You can use the two wild card characters (
'*
', '?
') when specifying a
PATTERN (e.g. '*.pri?'
). Or alternatively, you
can also use a predefined filter called GIPP
that
can be used exclude all files not following the usual
GIPP naming convention for
Cube files.
The given search PATTERN
is only
applied to the filename part and not to the full pathname of a
file.
--index-cache=
FILE
Enable caching of the (internal) input file index. Before this
program can write seismic sections it first must know which input
file contains the necessary traces. For that purpose an index of all
available input files is build first. However, since the content of
all input files must be scanned for the index, this can be a quiet
time consuming process. To avoid lengthy, repeated scans every time
the program is started, the --index-cache
option
can be used to cache the index of all input files in a separate
FILE
.
It is the responsibility of the user to ensure that the cached index is up-to-date and (still) corresponds to the files and directories given as input at the command line. If in doubt, simply delete the cache manually and let the utility generate and save a new cache file during the next program run.
If the cache FILE
already exist the
index will be read from it. If the file does not exist (yet), the
index will be written to it after scanning the input files. Already
existing cache files will never be overwritten! By default (i.e.
without this option) caching of the index is disabled.
--timing-control=
ALGORITHM
Cube data loggers keep track of the time by tagging selected sample values with precise time information. These (time) tagged samples are the foundation of the overall timing accuracy of the recording. To ensure a high precision it is essential to verify the integrity and premium of the recorded time tags. Use this option to select one of the following quality control algorithms:
LLS
Compute a "local least squares" (LLS) approximation to detect outliers and other dubious time information.
The algorithm will determine the timing quality from the squared residual error ("misfit") of an individual time tag compared to a fitted line through the respective surrounding time tags. Any unexpected large misfit is a good indicator for the presence of a "bad" time tag (e.g. an outlier). All suspicious time tags are excluded from further processing.
This is the default timing quality control algorithm.
RULE
Do a rule-based evaluation of the time tags.

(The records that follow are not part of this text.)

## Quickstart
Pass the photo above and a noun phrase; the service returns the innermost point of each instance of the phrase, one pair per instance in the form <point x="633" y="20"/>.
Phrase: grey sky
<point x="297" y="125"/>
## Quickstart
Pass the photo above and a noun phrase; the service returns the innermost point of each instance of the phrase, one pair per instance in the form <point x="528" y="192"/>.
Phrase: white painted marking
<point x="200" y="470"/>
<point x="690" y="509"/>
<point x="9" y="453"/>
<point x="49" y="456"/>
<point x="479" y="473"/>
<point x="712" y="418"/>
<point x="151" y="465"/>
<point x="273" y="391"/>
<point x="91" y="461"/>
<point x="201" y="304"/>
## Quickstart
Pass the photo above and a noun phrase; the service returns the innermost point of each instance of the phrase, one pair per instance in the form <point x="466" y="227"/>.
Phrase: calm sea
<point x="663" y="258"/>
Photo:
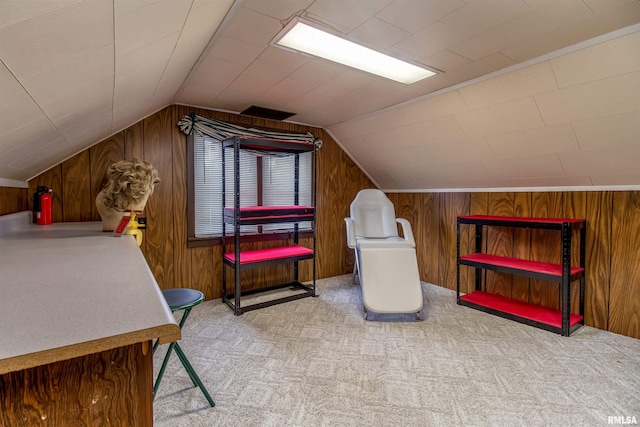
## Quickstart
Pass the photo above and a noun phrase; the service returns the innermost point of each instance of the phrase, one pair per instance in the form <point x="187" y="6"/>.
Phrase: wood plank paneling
<point x="134" y="142"/>
<point x="599" y="217"/>
<point x="500" y="242"/>
<point x="52" y="179"/>
<point x="181" y="254"/>
<point x="433" y="218"/>
<point x="13" y="200"/>
<point x="159" y="211"/>
<point x="479" y="206"/>
<point x="429" y="237"/>
<point x="546" y="246"/>
<point x="101" y="157"/>
<point x="624" y="302"/>
<point x="76" y="188"/>
<point x="575" y="206"/>
<point x="521" y="245"/>
<point x="452" y="205"/>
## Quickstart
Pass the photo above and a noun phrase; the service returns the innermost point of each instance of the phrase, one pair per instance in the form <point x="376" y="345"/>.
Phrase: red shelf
<point x="554" y="271"/>
<point x="520" y="309"/>
<point x="271" y="254"/>
<point x="251" y="215"/>
<point x="522" y="219"/>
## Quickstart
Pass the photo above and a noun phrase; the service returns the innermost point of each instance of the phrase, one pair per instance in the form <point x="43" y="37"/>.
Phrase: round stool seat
<point x="182" y="298"/>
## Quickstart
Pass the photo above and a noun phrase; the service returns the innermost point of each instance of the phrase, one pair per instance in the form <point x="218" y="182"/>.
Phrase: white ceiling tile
<point x="35" y="131"/>
<point x="285" y="91"/>
<point x="543" y="165"/>
<point x="510" y="116"/>
<point x="547" y="139"/>
<point x="52" y="38"/>
<point x="616" y="180"/>
<point x="601" y="6"/>
<point x="615" y="95"/>
<point x="473" y="70"/>
<point x="537" y="46"/>
<point x="414" y="15"/>
<point x="588" y="162"/>
<point x="284" y="57"/>
<point x="38" y="147"/>
<point x="481" y="15"/>
<point x="378" y="34"/>
<point x="529" y="81"/>
<point x="540" y="140"/>
<point x="208" y="81"/>
<point x="347" y="14"/>
<point x="611" y="131"/>
<point x="61" y="55"/>
<point x="445" y="60"/>
<point x="551" y="181"/>
<point x="152" y="56"/>
<point x="548" y="17"/>
<point x="586" y="65"/>
<point x="490" y="41"/>
<point x="252" y="27"/>
<point x="432" y="39"/>
<point x="17" y="10"/>
<point x="144" y="26"/>
<point x="610" y="20"/>
<point x="628" y="52"/>
<point x="122" y="7"/>
<point x="234" y="50"/>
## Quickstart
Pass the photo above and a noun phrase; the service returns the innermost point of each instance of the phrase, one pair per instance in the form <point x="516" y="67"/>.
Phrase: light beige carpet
<point x="317" y="362"/>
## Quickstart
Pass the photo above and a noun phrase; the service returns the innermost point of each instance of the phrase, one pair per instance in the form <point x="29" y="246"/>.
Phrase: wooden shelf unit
<point x="559" y="321"/>
<point x="238" y="216"/>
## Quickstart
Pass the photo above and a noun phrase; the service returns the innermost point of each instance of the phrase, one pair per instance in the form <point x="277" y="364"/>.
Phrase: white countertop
<point x="68" y="289"/>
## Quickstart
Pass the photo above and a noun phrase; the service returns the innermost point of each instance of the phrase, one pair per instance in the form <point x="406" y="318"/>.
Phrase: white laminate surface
<point x="68" y="289"/>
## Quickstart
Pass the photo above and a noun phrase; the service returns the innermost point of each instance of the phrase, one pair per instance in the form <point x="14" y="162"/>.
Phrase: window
<point x="264" y="181"/>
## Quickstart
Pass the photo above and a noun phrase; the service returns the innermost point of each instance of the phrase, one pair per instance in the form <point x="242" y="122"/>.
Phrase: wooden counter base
<point x="113" y="387"/>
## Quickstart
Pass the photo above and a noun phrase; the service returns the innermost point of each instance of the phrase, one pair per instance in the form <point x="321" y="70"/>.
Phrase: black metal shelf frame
<point x="266" y="146"/>
<point x="566" y="228"/>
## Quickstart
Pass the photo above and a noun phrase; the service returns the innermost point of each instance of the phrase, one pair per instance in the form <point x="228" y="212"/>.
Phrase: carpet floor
<point x="317" y="362"/>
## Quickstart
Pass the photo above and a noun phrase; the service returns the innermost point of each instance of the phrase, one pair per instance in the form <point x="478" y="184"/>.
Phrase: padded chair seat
<point x="181" y="298"/>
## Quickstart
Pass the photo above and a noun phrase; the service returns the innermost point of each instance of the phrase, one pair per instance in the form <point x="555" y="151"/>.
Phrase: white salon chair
<point x="385" y="262"/>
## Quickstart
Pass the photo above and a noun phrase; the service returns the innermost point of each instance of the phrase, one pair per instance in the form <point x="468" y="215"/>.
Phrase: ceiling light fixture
<point x="300" y="36"/>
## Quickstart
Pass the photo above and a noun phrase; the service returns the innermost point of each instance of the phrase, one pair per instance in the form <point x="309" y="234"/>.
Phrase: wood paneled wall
<point x="13" y="200"/>
<point x="157" y="139"/>
<point x="612" y="285"/>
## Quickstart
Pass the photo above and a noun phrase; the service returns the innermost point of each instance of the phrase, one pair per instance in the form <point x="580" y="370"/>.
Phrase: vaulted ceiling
<point x="531" y="93"/>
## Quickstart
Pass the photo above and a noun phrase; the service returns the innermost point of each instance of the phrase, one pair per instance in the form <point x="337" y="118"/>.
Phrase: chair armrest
<point x="406" y="231"/>
<point x="351" y="233"/>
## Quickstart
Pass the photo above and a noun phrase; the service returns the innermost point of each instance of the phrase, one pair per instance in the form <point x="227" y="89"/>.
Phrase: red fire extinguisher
<point x="42" y="205"/>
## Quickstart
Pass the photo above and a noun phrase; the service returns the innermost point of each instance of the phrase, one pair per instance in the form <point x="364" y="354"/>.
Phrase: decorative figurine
<point x="129" y="185"/>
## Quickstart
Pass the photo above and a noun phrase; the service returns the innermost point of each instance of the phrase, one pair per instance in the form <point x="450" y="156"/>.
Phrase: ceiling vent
<point x="266" y="113"/>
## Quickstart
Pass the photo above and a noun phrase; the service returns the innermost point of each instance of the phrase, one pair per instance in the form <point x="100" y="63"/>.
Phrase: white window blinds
<point x="277" y="183"/>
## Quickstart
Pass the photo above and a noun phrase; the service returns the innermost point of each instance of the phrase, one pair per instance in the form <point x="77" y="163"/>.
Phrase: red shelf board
<point x="260" y="255"/>
<point x="292" y="208"/>
<point x="522" y="219"/>
<point x="522" y="309"/>
<point x="520" y="264"/>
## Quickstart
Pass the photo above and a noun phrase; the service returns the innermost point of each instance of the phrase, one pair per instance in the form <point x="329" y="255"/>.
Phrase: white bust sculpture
<point x="129" y="185"/>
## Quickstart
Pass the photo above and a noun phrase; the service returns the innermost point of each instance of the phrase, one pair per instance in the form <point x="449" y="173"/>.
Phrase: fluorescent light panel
<point x="305" y="38"/>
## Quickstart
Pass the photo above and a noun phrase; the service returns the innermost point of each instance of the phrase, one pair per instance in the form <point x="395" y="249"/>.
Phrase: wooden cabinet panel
<point x="159" y="211"/>
<point x="109" y="388"/>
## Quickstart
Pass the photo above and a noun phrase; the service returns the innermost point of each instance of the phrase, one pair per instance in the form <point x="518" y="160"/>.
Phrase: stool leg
<point x="163" y="367"/>
<point x="192" y="374"/>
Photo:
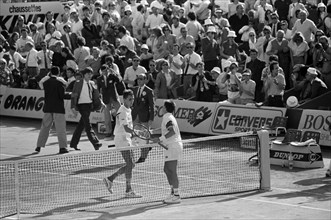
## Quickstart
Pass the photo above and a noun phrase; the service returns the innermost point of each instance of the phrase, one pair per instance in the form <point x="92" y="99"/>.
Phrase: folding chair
<point x="290" y="136"/>
<point x="310" y="138"/>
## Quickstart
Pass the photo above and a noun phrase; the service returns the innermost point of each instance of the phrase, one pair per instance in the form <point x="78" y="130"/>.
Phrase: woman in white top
<point x="165" y="82"/>
<point x="298" y="48"/>
<point x="232" y="7"/>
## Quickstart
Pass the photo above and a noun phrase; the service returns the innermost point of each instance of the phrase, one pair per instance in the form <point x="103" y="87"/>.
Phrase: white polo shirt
<point x="32" y="58"/>
<point x="131" y="74"/>
<point x="193" y="58"/>
<point x="123" y="117"/>
<point x="168" y="121"/>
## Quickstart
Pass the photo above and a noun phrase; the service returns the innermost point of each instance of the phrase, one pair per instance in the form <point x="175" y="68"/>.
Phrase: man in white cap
<point x="203" y="12"/>
<point x="210" y="49"/>
<point x="313" y="86"/>
<point x="274" y="86"/>
<point x="233" y="79"/>
<point x="177" y="26"/>
<point x="222" y="90"/>
<point x="247" y="92"/>
<point x="229" y="48"/>
<point x="155" y="19"/>
<point x="292" y="102"/>
<point x="238" y="20"/>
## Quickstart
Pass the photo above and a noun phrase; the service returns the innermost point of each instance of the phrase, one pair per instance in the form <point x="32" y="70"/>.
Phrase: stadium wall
<point x="193" y="117"/>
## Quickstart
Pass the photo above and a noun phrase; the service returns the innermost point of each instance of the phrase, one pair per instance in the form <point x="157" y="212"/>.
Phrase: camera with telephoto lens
<point x="318" y="46"/>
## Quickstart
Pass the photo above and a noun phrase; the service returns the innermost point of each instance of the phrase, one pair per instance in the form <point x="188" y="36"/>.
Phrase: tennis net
<point x="73" y="182"/>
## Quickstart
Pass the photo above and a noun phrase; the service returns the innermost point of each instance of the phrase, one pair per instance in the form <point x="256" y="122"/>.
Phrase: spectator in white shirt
<point x="261" y="10"/>
<point x="126" y="39"/>
<point x="191" y="60"/>
<point x="287" y="31"/>
<point x="155" y="19"/>
<point x="177" y="26"/>
<point x="21" y="42"/>
<point x="15" y="57"/>
<point x="222" y="89"/>
<point x="138" y="22"/>
<point x="32" y="60"/>
<point x="305" y="26"/>
<point x="247" y="91"/>
<point x="77" y="24"/>
<point x="65" y="21"/>
<point x="45" y="56"/>
<point x="132" y="72"/>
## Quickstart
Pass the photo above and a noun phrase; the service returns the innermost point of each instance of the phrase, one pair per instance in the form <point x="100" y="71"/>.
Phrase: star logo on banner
<point x="222" y="119"/>
<point x="313" y="157"/>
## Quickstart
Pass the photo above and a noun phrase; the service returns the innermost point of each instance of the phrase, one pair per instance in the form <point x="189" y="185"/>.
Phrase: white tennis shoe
<point x="172" y="199"/>
<point x="328" y="173"/>
<point x="132" y="194"/>
<point x="108" y="184"/>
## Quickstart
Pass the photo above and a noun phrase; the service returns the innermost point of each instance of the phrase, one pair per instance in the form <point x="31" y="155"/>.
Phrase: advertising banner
<point x="317" y="120"/>
<point x="194" y="117"/>
<point x="242" y="118"/>
<point x="31" y="11"/>
<point x="29" y="103"/>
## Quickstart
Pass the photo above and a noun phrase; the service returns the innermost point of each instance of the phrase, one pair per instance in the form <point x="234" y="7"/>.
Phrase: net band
<point x="72" y="182"/>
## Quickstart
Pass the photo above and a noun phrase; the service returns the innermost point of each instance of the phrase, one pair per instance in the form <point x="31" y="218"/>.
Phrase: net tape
<point x="73" y="182"/>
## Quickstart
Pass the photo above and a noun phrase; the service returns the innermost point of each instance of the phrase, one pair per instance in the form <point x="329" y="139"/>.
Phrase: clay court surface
<point x="295" y="194"/>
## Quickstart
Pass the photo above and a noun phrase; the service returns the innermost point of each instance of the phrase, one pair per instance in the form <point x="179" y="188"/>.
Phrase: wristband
<point x="162" y="138"/>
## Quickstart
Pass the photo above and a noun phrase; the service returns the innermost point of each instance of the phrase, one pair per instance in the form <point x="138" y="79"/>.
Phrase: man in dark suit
<point x="143" y="108"/>
<point x="69" y="39"/>
<point x="81" y="101"/>
<point x="107" y="88"/>
<point x="313" y="87"/>
<point x="54" y="88"/>
<point x="210" y="49"/>
<point x="275" y="24"/>
<point x="256" y="66"/>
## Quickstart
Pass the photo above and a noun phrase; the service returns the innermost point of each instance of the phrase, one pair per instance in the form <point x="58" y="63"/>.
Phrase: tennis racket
<point x="142" y="132"/>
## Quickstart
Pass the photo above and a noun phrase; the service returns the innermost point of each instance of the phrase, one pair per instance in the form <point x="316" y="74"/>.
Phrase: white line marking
<point x="299" y="191"/>
<point x="283" y="204"/>
<point x="9" y="155"/>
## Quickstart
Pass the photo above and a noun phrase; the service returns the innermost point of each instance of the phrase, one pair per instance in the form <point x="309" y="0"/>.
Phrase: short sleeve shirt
<point x="123" y="117"/>
<point x="169" y="121"/>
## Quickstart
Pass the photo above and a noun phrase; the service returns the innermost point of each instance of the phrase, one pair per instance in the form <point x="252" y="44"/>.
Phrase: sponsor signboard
<point x="29" y="103"/>
<point x="191" y="116"/>
<point x="236" y="118"/>
<point x="31" y="11"/>
<point x="317" y="120"/>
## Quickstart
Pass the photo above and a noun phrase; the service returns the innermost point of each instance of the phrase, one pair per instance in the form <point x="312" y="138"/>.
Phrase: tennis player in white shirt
<point x="172" y="140"/>
<point x="123" y="133"/>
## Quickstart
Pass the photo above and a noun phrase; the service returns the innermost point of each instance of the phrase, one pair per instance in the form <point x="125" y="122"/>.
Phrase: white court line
<point x="231" y="196"/>
<point x="299" y="191"/>
<point x="9" y="155"/>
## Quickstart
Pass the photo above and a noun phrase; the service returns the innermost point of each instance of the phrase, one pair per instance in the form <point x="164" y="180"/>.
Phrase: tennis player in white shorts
<point x="123" y="133"/>
<point x="171" y="138"/>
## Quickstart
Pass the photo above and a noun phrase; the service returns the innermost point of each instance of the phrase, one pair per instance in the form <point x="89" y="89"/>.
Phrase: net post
<point x="264" y="158"/>
<point x="17" y="191"/>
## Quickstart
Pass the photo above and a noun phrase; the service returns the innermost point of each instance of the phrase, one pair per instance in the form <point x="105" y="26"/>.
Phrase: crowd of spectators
<point x="250" y="53"/>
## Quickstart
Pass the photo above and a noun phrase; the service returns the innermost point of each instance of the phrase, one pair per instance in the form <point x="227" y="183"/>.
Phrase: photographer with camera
<point x="324" y="49"/>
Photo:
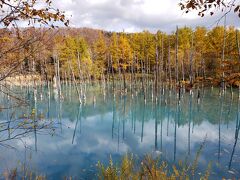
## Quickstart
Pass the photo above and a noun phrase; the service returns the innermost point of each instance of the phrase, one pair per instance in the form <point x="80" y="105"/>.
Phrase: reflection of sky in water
<point x="97" y="136"/>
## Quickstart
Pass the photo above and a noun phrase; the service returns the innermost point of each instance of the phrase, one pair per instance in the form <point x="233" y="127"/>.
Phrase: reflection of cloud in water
<point x="57" y="155"/>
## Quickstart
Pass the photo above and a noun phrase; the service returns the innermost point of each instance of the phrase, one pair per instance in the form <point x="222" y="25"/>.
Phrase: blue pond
<point x="66" y="138"/>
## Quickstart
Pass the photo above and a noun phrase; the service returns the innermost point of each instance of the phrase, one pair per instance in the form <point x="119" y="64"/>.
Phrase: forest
<point x="187" y="55"/>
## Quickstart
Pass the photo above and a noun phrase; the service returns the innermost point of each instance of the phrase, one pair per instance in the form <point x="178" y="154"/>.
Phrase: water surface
<point x="71" y="137"/>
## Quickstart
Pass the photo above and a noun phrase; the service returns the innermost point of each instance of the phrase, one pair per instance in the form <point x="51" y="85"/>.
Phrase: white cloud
<point x="133" y="15"/>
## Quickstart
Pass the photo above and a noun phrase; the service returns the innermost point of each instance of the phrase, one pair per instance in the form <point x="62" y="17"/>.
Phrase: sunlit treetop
<point x="210" y="6"/>
<point x="32" y="11"/>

The rules are predefined and hard-coded into the program. They were determined by trial and error.
NONE
Skip quality control altogether! This will use any available timing information without further qualification.
FAKE
This "quality control" algorithm will completely
overwrite any time information recorded in a
Cube trace with a made-up fake time. (All
trace start times are set to 1970-01-01
00:00
.) Obviously, this will completely screw up the
timing information! Use it at your own risk.
Using the FAKE
time algorithm will
only succeed if the
--fringe-samples=NOMINAL
command line
option is used as well.
The main advantage of the LLS
algorithm is
its flexibility. It was designed to adapt to different situations
and to handle different time keeping hardware as well. The
RULE
based algorithm is faster and much simpler.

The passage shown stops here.